By Greg Stutchbury
GOLD COAST, Australia (Reuters) - Indigenous rights protestors, a heavy rain shower and transport issues provided a turbulent backdrop to the opening ceremony of the Gold Coast Commonwealth Games on Wednesday.
About 100 noisy but peaceful protestors were contained by police outside the venue some 90 minutes before the official start of the ceremony, attended by Britain's Prince Charles, his wife Camilla, the Duchess of Cornwall, and Australian Prime Minister Malcolm Turnbull.
The protestors, carrying signs that read "colonization is not a game", had earlier disrupted a leg of the Queen's Baton Relay and demanded Britain's royal family members ask them for permission to visit "stolen" land.
Organizers also had to scramble to get spectators to the stadium after significant backlogs at transport hubs for shuttle buses, which organizing committee chairman Peter Beattie acknowledged on Twitter.
"There was a delay at Broadbeach," Beattie wrote. "Extra buses were dispatched. I understand the backlog has cleared. Thanks for your patience."
A torrential downpour then began just minutes before the ceremony started at 8pm local time (1000 GMT) to an estimated global viewing audience of more than one billion and about 35,000 at Carrara Stadium.
STRONG ABORIGINAL INFLUENCE
Despite the protests outside, the ceremony drew heavily on Aboriginal culture and symbolism, with 11-year-old Isabella Graham starting the countdown with a message on a smartphone welcoming competitors, officials and fans to the "oldest living culture on Earth".
Aborigines inhabited Australia more than 50,000 years before the First Fleet sailed into Botany Bay near Sydney in 1788 after the country had been declared 'terra nullius', or unoccupied.
Aboriginal musicians also played didgeridoos while children from the local Yugambeh people performed traditional dances before Prince Charles and the Duchess of Cornwall were accompanied by local elders Ted Williams and Patricia O'Connor.
Williams and O'Connor welcomed all of the competitors, officials and fans on behalf of the traditional custodians of the land.
"Jingeri," O'Connor said, a traditional Yugambeh welcome. "On behalf of the Yugambeh people, I welcome you.
"This ceremony tonight is an acknowledgement of the truth of our past.
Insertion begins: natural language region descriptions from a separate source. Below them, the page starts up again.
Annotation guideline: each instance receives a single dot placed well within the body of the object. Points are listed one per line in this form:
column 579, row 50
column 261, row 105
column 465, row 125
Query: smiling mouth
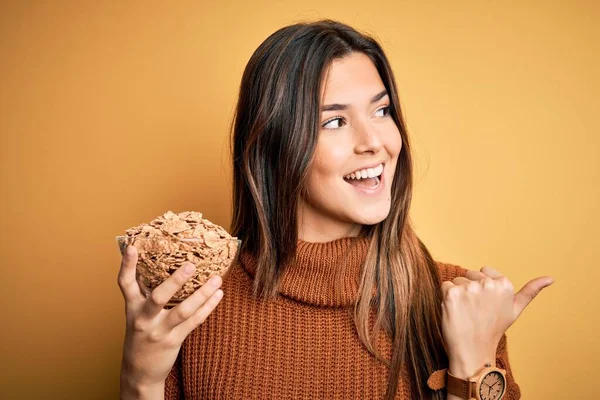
column 368, row 182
The power of the future and an invitation to stand together united."
The strong beach and surf culture of the city of about 640,000 that sits some 80-kilometres south of Brisbane was also heavily referenced throughout the ceremony.
Junior surf life savers, all carrying surfboards emblazoned with the country's name, escorted each of the 71 teams from mostly former British colonies in the Parade of Nations, led by Scotland, the previous hosts of the Games in 2014.
Predictably, a massive sustained roar began about 20 seconds before the host nation Australia, who have more than 470 athletes competing, had even entered the stadium as the last team.
The Games were officially opened after about two-and-a-half hours when world hurdles champion Sally Pearson presented the Queen's Baton to Prince Charles, ending its 388-day and 230,000-km journey.
"The ancient stories of the indigenous people of Australia remind us that even though we may be half a world away we are all connected," the Prince said as he read the Queen's message.
"Over the years these friendly Games have showed the potential of the Commonwealth to connect people of different backgrounds and nationalities.
"In this spirit of co-operation and togetherness, common ground has been established and enduring friendships forged."
Competition begins on Thursday with the men's and women's triathlon to be among the first medals awarded.